Saturday, January 7, 2017


   As we all heard from the Corporate Media, another of our politically-corrected Pentagon's members went berserk in a Florida airport; killing and maiming dozens of innocent people. The suspect was known to the FBI; which was too busy investigating alleged Russian e-mail hacking to do anything. The suspect allegedly took a gun from his baggage and began randomly shooting; unnoticed by the TSA who were, no doubt, busily strip-searching attractive young boys in town for Pride Week. And the Corporate Media and Liberal politicians assure us all that allowing known violent madmen to roam the streets at will poses no danger to society; while carrying firearms for self-defense, does.

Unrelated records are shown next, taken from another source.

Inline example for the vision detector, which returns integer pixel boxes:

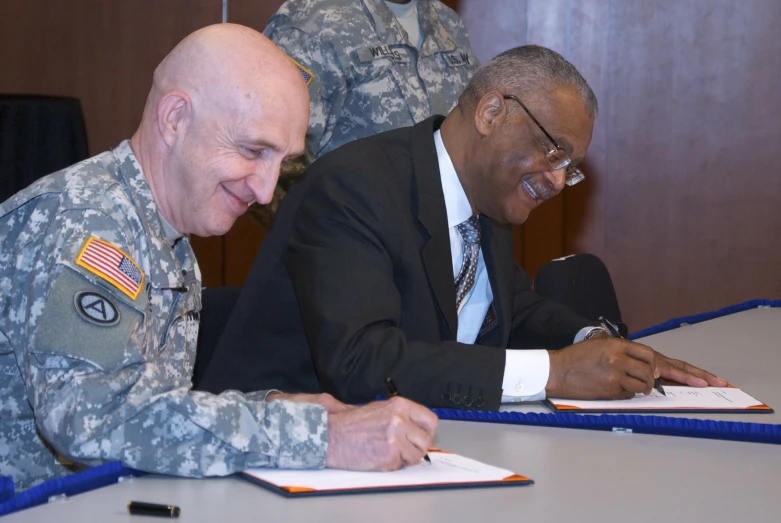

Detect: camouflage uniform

[253,0,479,221]
[0,142,328,490]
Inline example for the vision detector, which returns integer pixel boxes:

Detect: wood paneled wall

[0,0,781,329]
[461,0,781,330]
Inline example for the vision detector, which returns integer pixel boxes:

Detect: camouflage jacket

[253,0,479,225]
[0,141,328,491]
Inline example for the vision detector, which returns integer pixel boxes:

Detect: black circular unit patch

[73,291,119,327]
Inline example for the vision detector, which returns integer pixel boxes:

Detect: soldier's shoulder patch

[288,57,315,87]
[76,236,144,300]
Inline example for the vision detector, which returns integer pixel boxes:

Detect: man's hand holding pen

[266,392,439,470]
[545,336,727,399]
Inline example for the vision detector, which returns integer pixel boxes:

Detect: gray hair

[459,45,599,119]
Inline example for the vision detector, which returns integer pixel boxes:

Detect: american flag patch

[290,58,315,87]
[76,236,144,300]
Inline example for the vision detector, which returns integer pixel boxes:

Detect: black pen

[599,316,667,396]
[127,501,182,518]
[385,378,431,463]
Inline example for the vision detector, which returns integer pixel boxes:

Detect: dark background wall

[0,0,781,330]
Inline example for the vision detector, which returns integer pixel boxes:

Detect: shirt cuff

[502,350,550,403]
[573,326,605,343]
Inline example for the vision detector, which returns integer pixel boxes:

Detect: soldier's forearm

[35,362,328,477]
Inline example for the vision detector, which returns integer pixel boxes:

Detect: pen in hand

[385,378,431,463]
[599,316,667,396]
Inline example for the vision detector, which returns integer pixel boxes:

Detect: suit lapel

[480,215,514,346]
[410,116,458,339]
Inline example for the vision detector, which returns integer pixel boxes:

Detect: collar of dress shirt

[434,129,472,228]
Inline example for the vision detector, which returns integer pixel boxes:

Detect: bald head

[148,24,308,123]
[131,24,309,236]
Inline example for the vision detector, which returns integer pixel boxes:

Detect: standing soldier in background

[252,0,479,227]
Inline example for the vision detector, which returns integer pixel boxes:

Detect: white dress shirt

[434,130,593,403]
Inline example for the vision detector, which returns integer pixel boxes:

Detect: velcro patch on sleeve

[76,236,144,300]
[30,266,147,372]
[288,57,315,87]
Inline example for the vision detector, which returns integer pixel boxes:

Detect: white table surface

[3,309,781,523]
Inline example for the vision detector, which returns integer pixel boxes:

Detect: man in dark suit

[196,46,725,409]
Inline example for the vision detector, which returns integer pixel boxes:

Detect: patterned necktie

[455,215,480,312]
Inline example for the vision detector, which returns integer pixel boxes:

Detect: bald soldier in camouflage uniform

[0,24,436,491]
[253,0,479,224]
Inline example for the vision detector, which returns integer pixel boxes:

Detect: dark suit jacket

[199,116,590,409]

     There was, however, some better aviation news today. SANA reported that the first successful test-flight from Aleppo International Airport took off today. This was the first flight since 2013, when US-backed terrorist forces took over the city. The newly-liberated citizens of Aleppo gathered to watch the feat; and were addressed by Syria's Minister of Transportation who stated that commercial flights could be opened in Aleppo again as early as next month.

    This was quite a triumph for Syria. Aleppo was formerly the country's largest airhub. Allied Forces captured the airport a little over two weeks ago and it is now almost fully operational. Contrast that scenario with exceptionalist America---where even building a new runway can take several years.

    The condition of US Airports is so bad that the American Society of Civil Engineers rated our system as 'poor' in its 2016 Annual Infrastructure Report. The report concluded that "An aviation system that was once the envy of the world is being overtaken by countries with ambitious investment programs for developments of dozens of modern airports. US airports are no longer ranked among the world's best by air travelers. General reports to the National Plan for an Integrated Airport System (NPIAS) continue to be at risk; as funding for upkeep and improvements remains limited."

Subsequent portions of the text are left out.